= The Travels of Wiglington and Wenks =

The Travels of Wiglington and Wenks is originally a series of story books for children, written by John Bittleston and Eliza Quek in 1987, which was later adapted into an online virtual world for children.

==Book series==
There are four books in the series: The Legacy: London and Paris , The Chase: Venice and Rome, The Crossroads: Istanbul and Turkey, and The Malta Connection: Malta and Singapore. They tell the story of two water rats from Hampshire who travel the world in search of their heritage. The books are illustrated by Lee Kowling.

==Virtual world==
The Travels of Wiglington and Wenks Virtual World was officially launched on Christmas Eve 2009. The site says that "Some of the features players can experience in the game are building and designing culture-inspired houses, owning exotic islands, throwing parties, performing a range of cool actions, adopting unique pets, wearing clothes from different countries, meeting famous people from the past and present and visiting famous landmarks around the world." By March 1, the number of registered users reached more than 80,000 from 150 countries. It was nominated one of the top five virtual worlds for kids out of 40 other virtual worlds in the Readers' Choice Awards conducted by About.com and came in second after Webkinz. The other three virtual worlds nominated for the top five positions were Club Penguin, Chobots and Webosaurs.

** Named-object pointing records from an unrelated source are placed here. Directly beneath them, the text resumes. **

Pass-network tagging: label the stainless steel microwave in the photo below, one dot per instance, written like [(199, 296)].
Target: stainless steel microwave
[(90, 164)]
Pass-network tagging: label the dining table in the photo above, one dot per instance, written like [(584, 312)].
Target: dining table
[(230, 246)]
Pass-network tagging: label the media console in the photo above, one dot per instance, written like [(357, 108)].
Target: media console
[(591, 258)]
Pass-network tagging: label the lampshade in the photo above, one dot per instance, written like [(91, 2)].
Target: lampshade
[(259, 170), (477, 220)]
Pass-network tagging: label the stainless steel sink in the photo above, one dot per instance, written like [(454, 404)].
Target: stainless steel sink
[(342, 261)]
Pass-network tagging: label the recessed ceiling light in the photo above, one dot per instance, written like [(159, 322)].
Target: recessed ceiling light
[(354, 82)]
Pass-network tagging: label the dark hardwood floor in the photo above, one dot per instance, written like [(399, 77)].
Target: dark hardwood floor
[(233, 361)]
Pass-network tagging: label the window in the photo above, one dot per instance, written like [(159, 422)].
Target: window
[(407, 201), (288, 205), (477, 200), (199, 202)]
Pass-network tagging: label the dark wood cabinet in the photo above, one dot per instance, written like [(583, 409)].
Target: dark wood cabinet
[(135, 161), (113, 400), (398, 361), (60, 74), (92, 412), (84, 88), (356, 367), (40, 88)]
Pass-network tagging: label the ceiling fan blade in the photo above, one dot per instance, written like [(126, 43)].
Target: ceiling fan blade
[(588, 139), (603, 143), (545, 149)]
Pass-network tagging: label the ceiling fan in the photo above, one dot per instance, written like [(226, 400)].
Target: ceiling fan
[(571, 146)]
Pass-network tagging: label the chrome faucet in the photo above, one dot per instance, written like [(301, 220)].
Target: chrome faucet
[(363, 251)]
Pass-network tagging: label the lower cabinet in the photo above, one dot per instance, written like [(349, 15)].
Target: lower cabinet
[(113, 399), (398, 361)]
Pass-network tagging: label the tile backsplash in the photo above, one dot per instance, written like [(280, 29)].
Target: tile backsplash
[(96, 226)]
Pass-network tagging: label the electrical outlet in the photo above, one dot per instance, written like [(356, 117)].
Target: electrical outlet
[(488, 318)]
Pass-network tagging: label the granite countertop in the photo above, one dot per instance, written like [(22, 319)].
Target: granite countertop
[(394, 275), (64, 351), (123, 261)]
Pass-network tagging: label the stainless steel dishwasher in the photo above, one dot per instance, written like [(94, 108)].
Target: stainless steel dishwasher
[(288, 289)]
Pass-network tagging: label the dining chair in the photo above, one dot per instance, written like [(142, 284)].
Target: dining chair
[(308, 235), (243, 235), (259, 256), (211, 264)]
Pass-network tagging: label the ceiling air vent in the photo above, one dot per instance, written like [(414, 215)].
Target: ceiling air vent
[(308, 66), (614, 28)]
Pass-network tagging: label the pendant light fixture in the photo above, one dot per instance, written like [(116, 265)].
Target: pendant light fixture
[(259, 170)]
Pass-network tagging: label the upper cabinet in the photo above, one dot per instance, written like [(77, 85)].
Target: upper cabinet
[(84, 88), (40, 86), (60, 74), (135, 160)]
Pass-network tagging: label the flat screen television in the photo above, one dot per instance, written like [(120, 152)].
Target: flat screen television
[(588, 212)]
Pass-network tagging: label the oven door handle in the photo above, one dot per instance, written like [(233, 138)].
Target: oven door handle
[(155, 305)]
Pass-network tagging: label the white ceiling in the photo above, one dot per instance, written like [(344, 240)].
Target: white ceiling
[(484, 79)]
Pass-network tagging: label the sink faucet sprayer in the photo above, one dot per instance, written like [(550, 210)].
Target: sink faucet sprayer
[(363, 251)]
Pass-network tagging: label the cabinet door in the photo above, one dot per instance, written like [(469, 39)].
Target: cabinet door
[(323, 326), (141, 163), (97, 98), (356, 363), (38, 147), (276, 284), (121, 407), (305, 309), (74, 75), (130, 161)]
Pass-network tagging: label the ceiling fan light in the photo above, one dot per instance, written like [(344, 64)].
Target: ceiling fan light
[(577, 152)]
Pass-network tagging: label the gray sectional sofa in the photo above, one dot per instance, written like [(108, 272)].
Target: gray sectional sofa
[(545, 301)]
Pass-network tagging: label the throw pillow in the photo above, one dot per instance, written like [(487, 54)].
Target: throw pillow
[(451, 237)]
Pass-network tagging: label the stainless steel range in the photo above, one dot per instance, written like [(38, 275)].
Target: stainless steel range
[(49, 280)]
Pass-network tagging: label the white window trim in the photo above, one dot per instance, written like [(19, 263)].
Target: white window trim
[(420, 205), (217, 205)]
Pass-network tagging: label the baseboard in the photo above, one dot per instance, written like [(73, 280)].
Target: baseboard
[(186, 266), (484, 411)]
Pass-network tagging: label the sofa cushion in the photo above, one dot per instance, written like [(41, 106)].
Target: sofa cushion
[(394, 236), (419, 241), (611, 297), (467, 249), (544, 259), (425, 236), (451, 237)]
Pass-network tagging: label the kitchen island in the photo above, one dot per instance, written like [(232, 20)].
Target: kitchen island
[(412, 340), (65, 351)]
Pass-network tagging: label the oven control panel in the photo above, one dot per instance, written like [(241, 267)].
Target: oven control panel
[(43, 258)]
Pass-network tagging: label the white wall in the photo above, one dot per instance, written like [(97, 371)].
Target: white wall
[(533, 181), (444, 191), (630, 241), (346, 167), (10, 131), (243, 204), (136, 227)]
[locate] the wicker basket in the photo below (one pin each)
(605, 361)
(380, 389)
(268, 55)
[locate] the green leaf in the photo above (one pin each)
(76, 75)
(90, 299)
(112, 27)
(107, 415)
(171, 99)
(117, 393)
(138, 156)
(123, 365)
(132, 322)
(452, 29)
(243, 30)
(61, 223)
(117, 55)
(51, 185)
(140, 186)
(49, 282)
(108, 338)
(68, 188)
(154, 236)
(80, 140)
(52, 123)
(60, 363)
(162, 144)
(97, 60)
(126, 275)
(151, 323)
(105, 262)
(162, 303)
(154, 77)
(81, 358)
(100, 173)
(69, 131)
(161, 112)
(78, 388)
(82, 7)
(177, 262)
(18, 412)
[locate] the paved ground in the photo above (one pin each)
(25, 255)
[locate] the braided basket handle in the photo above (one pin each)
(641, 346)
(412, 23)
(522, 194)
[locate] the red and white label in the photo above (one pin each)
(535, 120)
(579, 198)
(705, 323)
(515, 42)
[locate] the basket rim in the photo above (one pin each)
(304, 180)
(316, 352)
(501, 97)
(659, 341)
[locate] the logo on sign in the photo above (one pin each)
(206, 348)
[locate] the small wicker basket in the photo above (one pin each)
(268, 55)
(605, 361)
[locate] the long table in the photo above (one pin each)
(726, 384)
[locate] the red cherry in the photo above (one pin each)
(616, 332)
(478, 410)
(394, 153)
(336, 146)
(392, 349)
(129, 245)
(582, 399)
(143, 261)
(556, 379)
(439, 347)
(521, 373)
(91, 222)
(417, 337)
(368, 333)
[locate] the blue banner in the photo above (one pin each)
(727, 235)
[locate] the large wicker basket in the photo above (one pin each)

Wiglington and Wenks grew, added new features, and billed itself as "the world's most massive virtual world for kids". The world contained over 100 different locations, more than 50 games and a vast amount of information on historical people, animals, plants, inventions, items, architectures and countries. However, the world is currently closed indefinitely due to lack of funds.

The virtual world was developed by Swag Soft - an app development company based in Singapore.